Demand for biomarker analysis is strong, but the pace of technological change is causing an investment headache for CROs according to a new report by Industry Standard Research (ISR).
The research, “The State of Biomarkers in Drug Development,” examined the attitudes of 37 top pharmaceutical and biotechnology companies with regard to the use of biomarkers in clinical development.
ISR president Kevin Olson told Outsourcing-pharma that the results indicate that although demand is generally quite strong “[it] somewhat depends on the type of biomarker and type of analysis we're talking about.
“We've found that surrogate biomarkers, those used as substitutes for clinical endpoints, are currently the most widely adopted,” explained Olson, adding that over 70 per cent of respondents reported using such an approach.
CROs delaying investment
The other key finding is that despite recent moves by larger players like Quintiles , Covance , Wuxi and Parexel , in general contract research organisations (CRO) are yet to fully embrace biomarker analysis as a standard service offering.
“One of the big issues,” Olson explained “is that the technology is changing so rapidly that investing in a platform or hard assets is risky. Your investment might be profitable for a while or might get ‘leap-frogged’ by the next generation or a scientific discovery.”
He went on to say that this uncertainty, coupled with the drug industry’s traditionally conservative attitude to new technologies, means that “CROs have a difficult time balancing the desire to differentiate their service offerings by being innovators with the need to be fiscally responsible.
“If [a CROs] offerings are too far out in front of demand, they're using resources that they can hardly risk at a time when their margins are being squeezed as they are currently. So estimating their customers' speed of adoption of new technologies is critical for them.”

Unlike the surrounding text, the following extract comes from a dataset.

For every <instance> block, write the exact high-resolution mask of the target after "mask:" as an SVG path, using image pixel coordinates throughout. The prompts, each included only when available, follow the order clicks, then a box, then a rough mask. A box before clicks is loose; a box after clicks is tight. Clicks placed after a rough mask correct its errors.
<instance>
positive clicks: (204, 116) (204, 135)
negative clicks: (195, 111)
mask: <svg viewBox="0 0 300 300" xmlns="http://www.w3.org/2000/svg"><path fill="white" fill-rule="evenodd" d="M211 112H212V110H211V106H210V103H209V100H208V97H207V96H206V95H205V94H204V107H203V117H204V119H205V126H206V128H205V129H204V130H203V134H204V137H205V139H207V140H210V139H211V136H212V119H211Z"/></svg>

Predictive biomarker growth
Despite this, ISR’s results still indicate that use of biomarker technologies and testing will increase rapidly through to 2013.
Olson suggested that: “Perhaps the most notable increase will come from predictive biomarkers, those that indicate a likely response to a specific therapy.
He added that while only 33 per cent of respondents said that use predictive biomarkers at present, 70 per cent indicated they are likely to make “substantial” use of them over the next few years.